Stromausfälle treiben Menschen auf die Straßen
Der unmittelbare Hintergrund war der Zusammenbruch der Stromversorgung des Landes.
The Guardian schrieb, Energieminister Vicente de la O Levy habe staatlichen Medien mitgeteilt, Kuba verfüge weder über Diesel noch über Reserven an Schweröl. Er beschrieb das nationale Stromnetz als in kritischem Zustand.
Nach dieser Ankündigung brachen in Havanna Proteste aus. Bewohner riefen: „Macht das Licht an.“
Die BBC berichtete, dass die Nacht zum Mittwoch die größte einzelne Protestnacht in Havanna seit Beginn der Energiekrise im Januar gewesen sei. Treibstoffmangel hat Krankenhäuser, Schulen und Behörden beeinträchtigt.
Washington bietet Hilfe unter Bedingungen an
Der Mangel hat einen weiteren Streit über humanitäre Hilfe ausgelöst.
Außenminister Marco Rubio erneuerte ein Angebot über 100 Millionen Dollar an Hilfen, die über die katholische Kirche statt über die kubanische Regierung verteilt werden sollen.
Das US-Außenministerium erklärte, die Hilfe solle gemeinsam mit der katholischen Kirche und anderen unabhängigen humanitären Organisationen koordiniert werden.
Washington stellte das Angebot als direkte Hilfe für das kubanische Volk dar und vermied dabei staatliche Verteilungskanäle.
Kubas Außenminister Bruno Rodríguez erklärte laut BBC, Havanna sei bereit, mehr über den Vorschlag zu erfahren. Er stellte zugleich infrage, ob die Hilfe in Form von Geld oder Sachleistungen erfolgen würde.
Rodríguez sagte, Kuba lehne ausländische Hilfe, die in guter Absicht angeboten werde, grundsätzlich nicht ab. Gleichzeitig argumentierten kubanische Vertreter, dass eine Lockerung der US-Beschränkungen im Energie-, Handels- und Finanzbereich mehr bewirken würde als ein vorübergehendes Hilfspaket.
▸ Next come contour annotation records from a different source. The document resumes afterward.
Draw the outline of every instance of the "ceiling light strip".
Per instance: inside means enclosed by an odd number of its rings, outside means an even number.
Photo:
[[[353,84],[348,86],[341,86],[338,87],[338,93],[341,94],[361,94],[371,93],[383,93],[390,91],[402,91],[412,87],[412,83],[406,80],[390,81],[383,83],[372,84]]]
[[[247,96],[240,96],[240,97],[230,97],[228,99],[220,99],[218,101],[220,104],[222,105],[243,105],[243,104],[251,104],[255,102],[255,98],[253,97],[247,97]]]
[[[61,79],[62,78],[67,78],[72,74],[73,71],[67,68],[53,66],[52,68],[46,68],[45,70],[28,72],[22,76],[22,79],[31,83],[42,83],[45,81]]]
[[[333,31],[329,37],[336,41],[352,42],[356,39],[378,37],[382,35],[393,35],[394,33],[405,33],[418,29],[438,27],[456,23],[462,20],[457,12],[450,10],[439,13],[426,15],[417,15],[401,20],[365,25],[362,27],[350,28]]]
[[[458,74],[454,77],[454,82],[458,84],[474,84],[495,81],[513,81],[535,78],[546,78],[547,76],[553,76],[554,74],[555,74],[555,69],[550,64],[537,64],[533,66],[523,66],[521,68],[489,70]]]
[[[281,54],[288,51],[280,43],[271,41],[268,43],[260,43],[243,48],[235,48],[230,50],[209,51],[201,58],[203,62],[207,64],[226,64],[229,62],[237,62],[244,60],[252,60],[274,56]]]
Derzeit hat die Treibstoffkrise die Debatte über die Verantwortung verschärft. Kubanische Vertreter machen die US-Beschränkungen für die Verschärfung des Mangels verantwortlich. Amerikanische Vertreter erklären, eine engere Zusammenarbeit hänge von Veränderungen in Havanna ab.
Die Krise hat den Streit darüber verschärft, ob Kubas Schwierigkeiten hauptsächlich das Ergebnis amerikanischer Politik, innerstaatlicher Misswirtschaft oder beider Faktoren sind.